The Braves couldn't muster enough enthusiasm after facing and beating Stephen Strasburg the night before. Talking Chop provides the therapy:
It's funny how baseball works sometimes. One day, you beat Stephen Strasburg; the next, you get shut down by Craig Stammen. That's no disrespect to Stammen, who may have struggled during most of his major-league career but is certainly capable of being a good pitcher. It's just indicative of the fact that any pitcher can beat you on his best day, just as you can beat any pitcher on his worst day.
They better get used to playing every game hard because every team will be gunning for them:
"It’s not about who’s throwing 100 and who’s the best pitcher," said Martin Prado, a rare bright spot for the Braves, going 2-for-3 with a double and a triple. "Every single pitcher comes to play against us. We’re in first place. They’re trying to play hard against us."

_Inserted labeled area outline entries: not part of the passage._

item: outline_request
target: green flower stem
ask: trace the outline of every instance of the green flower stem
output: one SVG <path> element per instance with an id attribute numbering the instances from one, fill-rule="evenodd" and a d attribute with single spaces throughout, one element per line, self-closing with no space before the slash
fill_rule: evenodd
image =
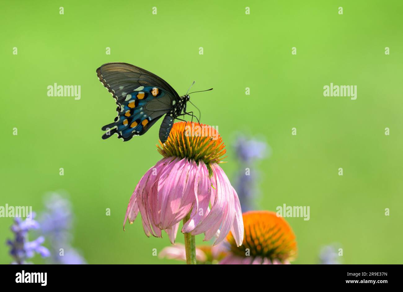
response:
<path id="1" fill-rule="evenodd" d="M 183 224 L 190 219 L 190 212 L 183 218 Z M 190 233 L 184 233 L 185 236 L 185 249 L 186 252 L 186 263 L 188 265 L 196 264 L 196 240 L 195 236 Z"/>

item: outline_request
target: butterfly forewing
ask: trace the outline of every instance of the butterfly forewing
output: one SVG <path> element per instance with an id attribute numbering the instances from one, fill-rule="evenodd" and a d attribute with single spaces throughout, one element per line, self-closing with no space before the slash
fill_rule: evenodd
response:
<path id="1" fill-rule="evenodd" d="M 172 111 L 173 101 L 179 99 L 162 78 L 130 64 L 108 63 L 97 72 L 118 106 L 115 121 L 102 128 L 107 131 L 104 139 L 115 133 L 125 141 L 143 135 L 162 116 Z"/>

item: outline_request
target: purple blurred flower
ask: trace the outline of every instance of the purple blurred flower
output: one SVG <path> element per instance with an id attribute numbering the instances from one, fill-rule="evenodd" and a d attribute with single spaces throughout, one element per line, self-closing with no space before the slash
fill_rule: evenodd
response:
<path id="1" fill-rule="evenodd" d="M 256 162 L 270 154 L 270 147 L 265 143 L 240 137 L 235 144 L 235 151 L 240 170 L 235 180 L 235 189 L 241 202 L 243 212 L 254 208 L 254 199 L 258 191 L 256 182 L 259 175 Z"/>
<path id="2" fill-rule="evenodd" d="M 7 241 L 7 244 L 11 247 L 10 254 L 14 258 L 14 261 L 11 263 L 17 265 L 25 265 L 27 263 L 27 259 L 33 257 L 37 253 L 44 257 L 49 257 L 50 253 L 46 247 L 41 245 L 45 241 L 43 236 L 39 236 L 32 241 L 28 241 L 28 232 L 32 230 L 39 229 L 39 224 L 32 220 L 35 217 L 35 214 L 32 214 L 31 220 L 22 220 L 20 218 L 16 217 L 14 224 L 11 226 L 11 231 L 14 234 L 14 240 L 10 239 Z"/>
<path id="3" fill-rule="evenodd" d="M 241 136 L 236 144 L 236 153 L 240 162 L 249 162 L 257 159 L 262 159 L 267 154 L 267 144 L 253 139 L 247 139 Z"/>
<path id="4" fill-rule="evenodd" d="M 321 265 L 340 265 L 338 249 L 335 245 L 326 245 L 322 248 L 319 253 Z"/>
<path id="5" fill-rule="evenodd" d="M 41 229 L 50 242 L 52 263 L 86 263 L 71 246 L 73 216 L 70 201 L 57 193 L 52 193 L 45 200 L 45 205 L 46 210 L 42 214 Z"/>

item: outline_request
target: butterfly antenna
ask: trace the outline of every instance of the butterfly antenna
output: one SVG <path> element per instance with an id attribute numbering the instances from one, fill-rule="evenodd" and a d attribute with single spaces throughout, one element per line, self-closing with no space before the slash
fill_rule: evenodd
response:
<path id="1" fill-rule="evenodd" d="M 191 94 L 192 93 L 194 93 L 195 92 L 203 92 L 203 91 L 208 91 L 209 90 L 213 90 L 212 88 L 210 88 L 209 89 L 206 89 L 206 90 L 200 90 L 199 91 L 193 91 L 193 92 L 191 92 L 190 93 L 189 93 L 189 94 Z M 187 94 L 187 93 L 186 93 L 186 94 Z M 187 94 L 187 95 L 189 95 L 189 94 Z"/>
<path id="2" fill-rule="evenodd" d="M 187 90 L 187 92 L 189 92 L 189 91 L 190 90 L 190 89 L 192 88 L 192 86 L 193 86 L 193 85 L 195 84 L 195 82 L 196 81 L 193 81 L 193 83 L 192 83 L 192 85 L 190 85 L 190 87 L 189 87 L 189 89 L 188 89 Z M 187 92 L 186 93 L 186 95 L 187 95 Z"/>

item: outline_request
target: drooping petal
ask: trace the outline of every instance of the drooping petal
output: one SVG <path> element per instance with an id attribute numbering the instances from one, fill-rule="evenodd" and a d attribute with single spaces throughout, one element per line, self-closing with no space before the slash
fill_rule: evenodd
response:
<path id="1" fill-rule="evenodd" d="M 192 232 L 192 234 L 193 235 L 204 232 L 206 236 L 205 240 L 211 239 L 223 223 L 223 220 L 225 217 L 226 212 L 229 211 L 228 205 L 230 203 L 229 194 L 226 187 L 226 182 L 223 181 L 222 176 L 218 175 L 217 168 L 215 165 L 214 166 L 212 182 L 215 191 L 212 192 L 213 195 L 210 198 L 210 201 L 214 199 L 214 204 L 206 218 L 204 218 L 202 222 Z M 214 193 L 215 198 L 213 198 L 213 195 Z"/>
<path id="2" fill-rule="evenodd" d="M 177 158 L 174 161 L 176 161 Z M 158 227 L 166 229 L 175 217 L 186 188 L 185 178 L 190 167 L 187 159 L 176 162 L 172 169 L 163 171 L 158 182 L 158 198 L 161 198 L 160 221 Z"/>
<path id="3" fill-rule="evenodd" d="M 215 166 L 214 168 L 216 169 L 218 177 L 219 178 L 220 180 L 222 182 L 223 185 L 223 187 L 226 194 L 225 197 L 228 200 L 227 205 L 222 220 L 222 226 L 220 230 L 220 235 L 214 242 L 214 245 L 215 245 L 225 239 L 228 232 L 232 228 L 235 217 L 235 208 L 234 206 L 233 188 L 230 183 L 229 180 L 220 167 L 218 166 Z"/>
<path id="4" fill-rule="evenodd" d="M 155 173 L 156 172 L 158 174 L 163 171 L 165 168 L 172 164 L 171 160 L 169 158 L 164 158 L 160 160 L 154 167 L 148 170 L 138 184 L 139 187 L 137 192 L 137 205 L 141 214 L 144 232 L 148 236 L 151 234 L 154 236 L 161 237 L 161 230 L 156 228 L 149 216 L 150 208 L 147 196 L 149 195 L 151 187 L 157 178 L 157 176 L 154 175 L 153 172 Z"/>
<path id="5" fill-rule="evenodd" d="M 179 222 L 175 224 L 169 228 L 165 229 L 165 232 L 168 235 L 169 241 L 172 244 L 175 243 L 175 239 L 176 239 L 176 235 L 178 233 L 178 229 L 179 229 Z"/>
<path id="6" fill-rule="evenodd" d="M 195 197 L 195 177 L 197 171 L 197 166 L 196 162 L 193 159 L 191 160 L 189 162 L 189 167 L 187 169 L 187 172 L 185 174 L 182 174 L 182 177 L 184 177 L 183 174 L 185 174 L 183 177 L 183 179 L 185 181 L 185 189 L 183 191 L 183 193 L 180 199 L 180 204 L 179 207 L 176 209 L 176 205 L 175 207 L 173 207 L 172 211 L 174 213 L 176 213 L 174 220 L 170 223 L 170 225 L 176 224 L 177 222 L 182 220 L 187 215 L 191 210 L 192 207 L 194 204 Z M 181 179 L 182 178 L 181 178 Z"/>
<path id="7" fill-rule="evenodd" d="M 182 232 L 184 233 L 193 230 L 203 218 L 208 214 L 208 204 L 211 196 L 211 183 L 208 170 L 202 160 L 199 163 L 195 176 L 194 193 L 195 202 L 192 210 L 190 220 L 183 224 Z M 202 232 L 201 232 L 202 233 Z"/>
<path id="8" fill-rule="evenodd" d="M 237 245 L 240 246 L 242 245 L 242 242 L 243 241 L 243 220 L 242 218 L 242 211 L 241 209 L 241 203 L 239 202 L 238 195 L 233 188 L 232 188 L 232 191 L 234 195 L 235 217 L 234 218 L 234 223 L 231 228 L 231 233 L 234 236 Z"/>
<path id="9" fill-rule="evenodd" d="M 123 230 L 125 230 L 125 225 L 126 224 L 127 218 L 129 218 L 129 223 L 132 224 L 139 213 L 139 206 L 137 204 L 137 190 L 138 188 L 139 185 L 137 184 L 136 186 L 136 188 L 133 192 L 131 197 L 130 197 L 130 201 L 129 201 L 129 205 L 126 210 L 126 213 L 125 215 L 125 220 L 123 221 Z"/>

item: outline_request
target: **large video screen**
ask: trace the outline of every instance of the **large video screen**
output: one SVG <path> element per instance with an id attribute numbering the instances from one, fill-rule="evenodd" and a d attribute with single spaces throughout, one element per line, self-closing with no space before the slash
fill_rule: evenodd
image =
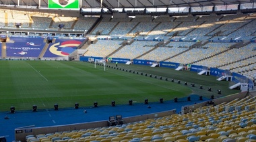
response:
<path id="1" fill-rule="evenodd" d="M 79 9 L 79 0 L 48 0 L 49 9 Z"/>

The Nationals top hitter had the decisive blow against Derek Lowe:
Losing for just the third time in their past 20 home games, the Braves were unable to erase the deficit that was created when Ryan Zimmerman capped a three-run fifth by reaching across the plate to produce an opposite-field ground-rule double that bounced over the right-field wall.
"It was a good pitch," catcher Brian McCann said. "It was down and away, and a little bit off the plate, I think. I don't think he even knew that he hit it, because he stood in the box for a minute. I think he thought he fouled it down the right-field line."
The Braves go for the series win on Wednesday night.